Мешать – возвышенное, символику, военный, окопный опыт; мешать, создавая тугие гроздья созвучий, наполненные волшебным поэтическим соком; регистрируя отведённый тебе земной срок, расшифровывая собственную душу:
Когда размечет молния восток
И колесница смерти пронесется,
Судьба отбарабанит точный срок
И вечер в вечной бронзе отольется, —
Ужели Бог убитых воскресит?
Смерть одолев, осушит слезы вдовьи?
Живой водою раны окропит
И молодой наполнит вены кровью?
(здесь и далее пер. Е. Лукина)
Уилфред Оуэн, чья поэзия повлияла на развитие дальнейшего английского поэтического глагола, был убит при прорыве британскими солдатами немецких позиций: ровно за неделю до окончания Первой мировой; первый сборник его стихов вышел через два года - трудами его окопного друга, поэта Зигфрида Сассуна…
Краткая жизнь Оуэна отлилась в чеканную, сильную поэзию, повествующую о человеке: под углом сострадания и боли, без желчи и сарказма: бывших бы логичными для участника первой мясорубки войны:
Он ждал, когда наступит темнота кругом,
Худой, безногий, в нищенской своей коляске,
В ужасном пиджаке с зашитым рукавом.
В саду, как гимн, звучали голоса детей —
Звучали голоса игры, веселья, сказки,
Пока мамаши спать не кликнули домой.
Краски ярки, город напряжённо пульсирует огнями радости и веселья: и контраст оный, остро прочерченный по отношению к калеке, поражает мерою сострадания, вложенной в стихотворения:
А город, как обычно, предавался пляске,
Цвели огни в деревьях бледно-голубых,
И девушки блистали — чем темней, тем краше,
Верней, когда он бегал на своих двоих.
Вибрирующие вспышки разных чувств туго оформлялись поэтом: и, словно бьющие в читательское сознание, опаляли они его, заражая высотой глагола.

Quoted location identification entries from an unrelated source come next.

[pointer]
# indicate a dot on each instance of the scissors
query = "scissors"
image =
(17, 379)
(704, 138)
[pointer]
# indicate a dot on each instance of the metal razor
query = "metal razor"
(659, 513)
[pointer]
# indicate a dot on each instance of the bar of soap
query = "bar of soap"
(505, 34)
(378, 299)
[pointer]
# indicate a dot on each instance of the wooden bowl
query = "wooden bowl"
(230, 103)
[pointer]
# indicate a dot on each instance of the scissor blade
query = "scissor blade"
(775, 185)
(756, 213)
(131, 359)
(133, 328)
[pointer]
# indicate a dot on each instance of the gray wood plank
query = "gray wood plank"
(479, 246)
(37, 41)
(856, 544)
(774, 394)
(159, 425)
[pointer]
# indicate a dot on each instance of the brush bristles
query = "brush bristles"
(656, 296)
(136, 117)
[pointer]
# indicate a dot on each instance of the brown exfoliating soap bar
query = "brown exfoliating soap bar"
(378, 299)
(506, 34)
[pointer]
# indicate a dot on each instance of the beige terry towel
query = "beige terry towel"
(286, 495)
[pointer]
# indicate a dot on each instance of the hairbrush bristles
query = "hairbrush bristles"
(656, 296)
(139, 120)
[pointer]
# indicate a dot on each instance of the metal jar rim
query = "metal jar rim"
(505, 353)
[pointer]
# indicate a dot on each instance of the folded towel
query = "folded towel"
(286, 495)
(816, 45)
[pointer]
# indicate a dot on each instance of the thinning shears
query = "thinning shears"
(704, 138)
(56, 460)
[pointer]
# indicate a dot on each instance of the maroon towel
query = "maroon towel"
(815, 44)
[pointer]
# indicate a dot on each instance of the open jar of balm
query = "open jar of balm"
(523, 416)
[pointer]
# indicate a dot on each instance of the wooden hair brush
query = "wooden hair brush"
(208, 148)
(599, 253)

Антивоенный пафос закипает, отливаясь в усложнённую образность: и её цветы прорастают в воздух культуры, чтобы многие увидели, восприняв:
Сражаются со мной мои обрубки в кровь
И пальцы, как мальцы, елозят вкось и вкривь.
Моя спина имеет деревянный вид.
Не скажет смерть своей команде: «Вольно, взвод!»
Я не могу читать — без толку это там.
Как жизнь беспечна, друг мой тугодум!
Мы говорили, что быть плохо стариком,
Но я сейчас не прочь стать дедом молодым
И научить мальчишек ратному труду
И всем искусствам причинения вреда.
Стих Оуэна не прост, ветвист, порой усложнён: он соответствует ритмам жизни, заворачивающей туго волокна начавшего века…
Поэт слышит эти ритмы, возможно предчувствуя собственную гибель.
В том лазарете раненые, сбившись потеснее,
Читали вслух газету — за строкой строка,
Где крупный шрифт трезвонил про богатые трофеи,
А про потери мелкий шрифт нашептывал слегка.
Полные чаши строф, наполненные золотым вином поэзии, поднимал Оуэн к солнцу духа, и смерть его, гибель – молодого храбреца, одарённого чрезвычайно – возможно, и не имела особого значения: учитывая дальнейшее шествие стихов, их силу и высоту.